Okay, so if it blocks something that is potentially useful? Don't care. At school they should be learning the curriculum presented by the teacher. Want to learn something specific? Go to the library or do it at home.
Seriously. This article is extremely messed up and weak.
It's one thing, and I agree with you, to block porn, social media, and other inappropriate sites on school computers. My school library didn't have Playboy or Penthouse magazines available, and though I think the public library maybe carried Playboy, it was not available to minors.
It's another matter to actively monitor what students are doing, or writing/communicating to each other, and reporting back to teachers/administrators. That's an invasion of privacy and enables worse. There have been cases where weirdo administrators were activating cameras on school computers while the computers were away from school in the students' homes, bedrooms, etc.
Teacher here (high school CS). The article has its issues, but the content filtering is naive and overly-broad, just like it says. Here are some actual examples in my district:
- A tool for converting Scratch programs to portable webpages was blocked as "shareware".
- A reference page about the use of SSSP algorithms in game development was blocked under the category "games".
- Whiteboard apps are sometimes blocked as "insufficient content".
- Pages about infosec topics like hashcat are blocked under the category (you guessed it) "hacking".
- Pages with the Minecraft source code (which I use in my AP Java class) are often blocked, so I have to spend extra time converting them to PDFs instead of just pasting the links into my lesson plans.
- Github was blocked until enough CS teachers in the district pushed back.
Issues like this cost me time which I don't have enough of as it is. Since the students just find games that aren't blocked, I'd rather have the ability to access all pages (except adult content) and give consequences to off-task students as needed.
Thank God I went to school in the 70s and 80s. Not only were there fewer online distractions, but there was a greater expectation of independence and responsibility.
In the 80s a bully broke my friend's arm and only failed to break mine because of a thick coat. Teachers were busy chatting it up and didn't believe he was truly hurt. I however left a mark on the bully when I bit him. My friend suffered in pain the rest of the school day. I got a stern talking to. AFAIK the bully was treated as a victim, even after my friend came back the next day in a cast.

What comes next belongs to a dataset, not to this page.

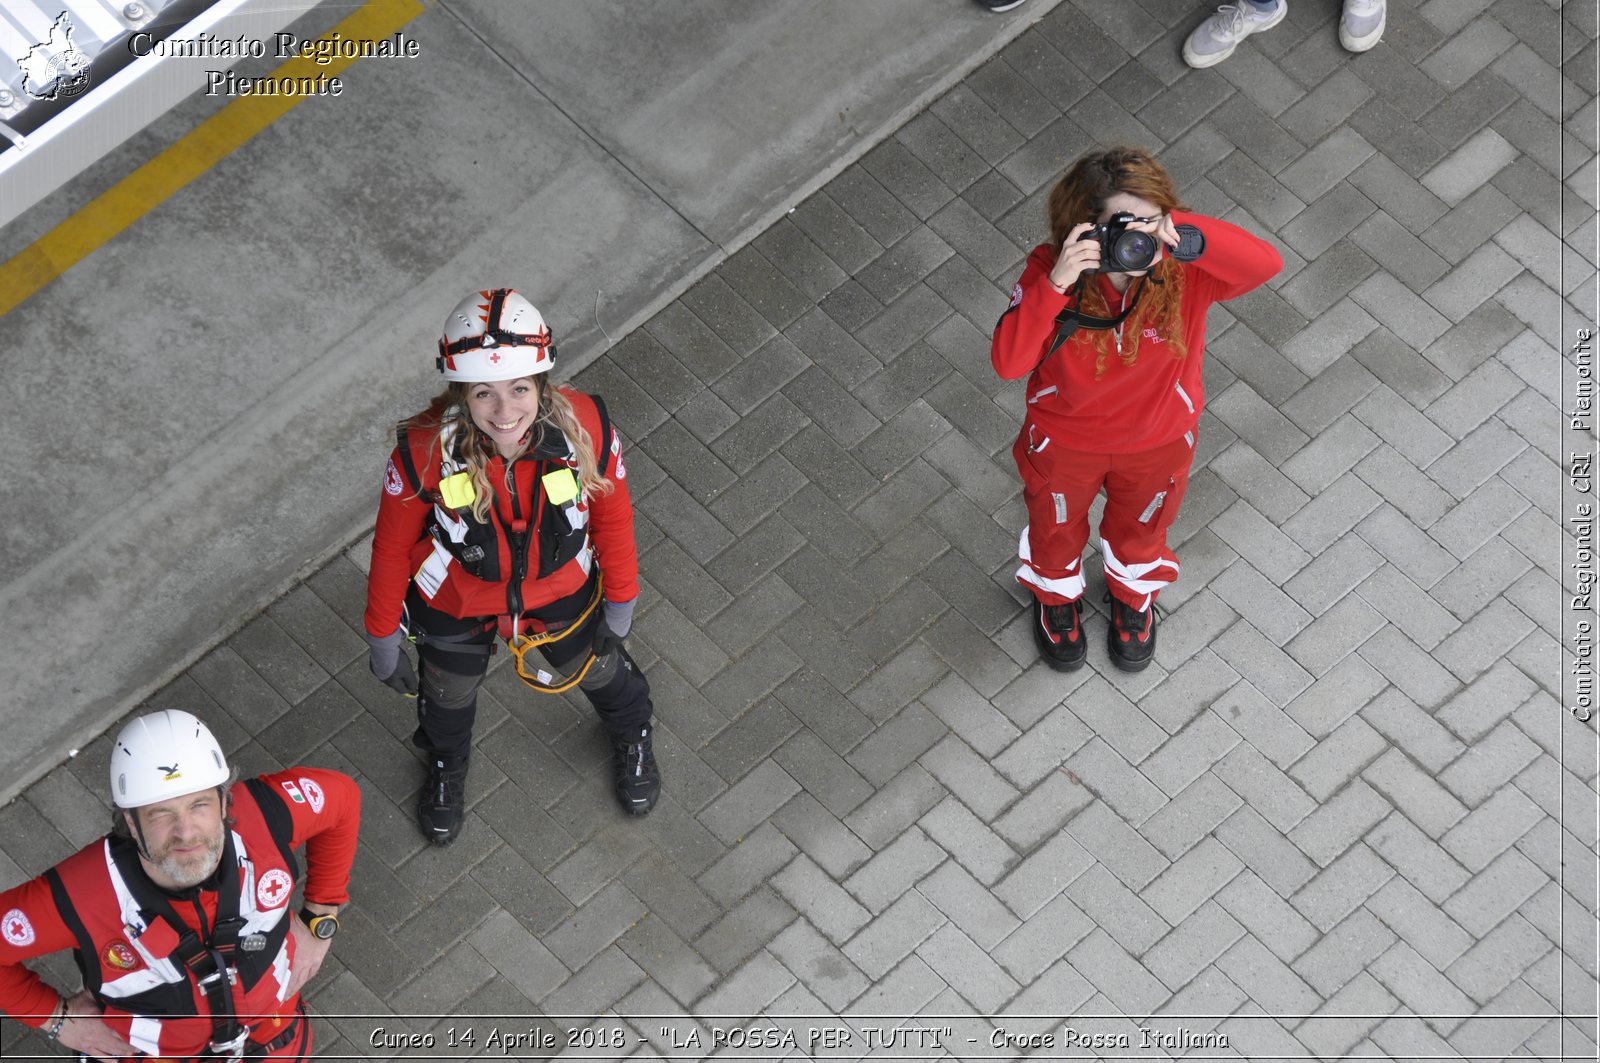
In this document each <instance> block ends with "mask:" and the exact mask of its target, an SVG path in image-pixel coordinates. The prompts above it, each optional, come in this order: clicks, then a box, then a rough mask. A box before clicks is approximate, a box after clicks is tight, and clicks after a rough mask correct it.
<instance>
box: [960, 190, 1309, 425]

Also got to witness a classmate getting spanked on his bare ass by a teacher.
The 80s weren't so great for safety in school.

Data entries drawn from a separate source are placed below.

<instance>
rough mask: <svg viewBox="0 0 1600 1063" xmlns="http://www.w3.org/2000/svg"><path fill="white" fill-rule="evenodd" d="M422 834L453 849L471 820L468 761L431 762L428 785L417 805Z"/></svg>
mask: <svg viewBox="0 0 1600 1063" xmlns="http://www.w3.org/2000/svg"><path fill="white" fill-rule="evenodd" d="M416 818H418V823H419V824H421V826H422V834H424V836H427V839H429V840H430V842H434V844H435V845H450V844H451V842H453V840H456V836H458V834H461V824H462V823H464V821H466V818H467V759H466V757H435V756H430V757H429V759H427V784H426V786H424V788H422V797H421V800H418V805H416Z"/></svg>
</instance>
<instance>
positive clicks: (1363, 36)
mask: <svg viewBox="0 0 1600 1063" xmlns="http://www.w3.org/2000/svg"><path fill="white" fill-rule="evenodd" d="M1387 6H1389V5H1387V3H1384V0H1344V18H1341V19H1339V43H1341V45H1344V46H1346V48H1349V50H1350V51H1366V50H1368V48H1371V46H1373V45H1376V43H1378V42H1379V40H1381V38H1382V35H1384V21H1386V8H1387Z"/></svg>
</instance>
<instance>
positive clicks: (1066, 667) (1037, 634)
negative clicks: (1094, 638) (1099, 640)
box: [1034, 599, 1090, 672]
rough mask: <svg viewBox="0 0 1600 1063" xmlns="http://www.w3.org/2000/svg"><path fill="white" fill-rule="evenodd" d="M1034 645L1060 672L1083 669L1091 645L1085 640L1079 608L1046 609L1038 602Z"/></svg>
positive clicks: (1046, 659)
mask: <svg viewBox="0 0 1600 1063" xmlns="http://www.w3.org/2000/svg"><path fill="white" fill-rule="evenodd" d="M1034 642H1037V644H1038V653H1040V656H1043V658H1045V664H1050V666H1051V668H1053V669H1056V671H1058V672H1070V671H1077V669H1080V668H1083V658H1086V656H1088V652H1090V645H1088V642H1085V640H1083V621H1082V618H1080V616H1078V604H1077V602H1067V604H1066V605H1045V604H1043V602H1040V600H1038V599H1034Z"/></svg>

Not sure if indoor cameras are the answer, though I wouldn't mind if they tried at my kid's school.
I chose a daycare because they have cameras in every room and offer streaming video.
I am not confident that there exists enough funding for enough staffing to properly monitor teachers, nor do they get paid especially well to attract the best candidates. I see cameras as an inevitability, and if I were a teacher, I would want them for my own liability.
They weren't (in ways that are different than now), but virtually all of us survived, and none of us were permanently mentally scarred by perpetual surveillance.
If your kids don't learn any self-control now, when they're finally 18 or whatever and free of parental control they'll go nuts. It's no wonder so many US college kids have serious alcohol problems.
This is BS. As someone with several kids who use chromebooks, it became much better for the kids when more active monitoring and blocking came in. Just as a practical basis, they were less likely to get distracted or wander into areas where they shouldn't, when they shouldn't.
Okay, so if it blocks something that is potentially useful? Don't care. At school they should be learning the curriculum presented by the teacher. Want to learn something specific? Go to the library or do it at home.
Seriously. This article is extremely messed up and weak.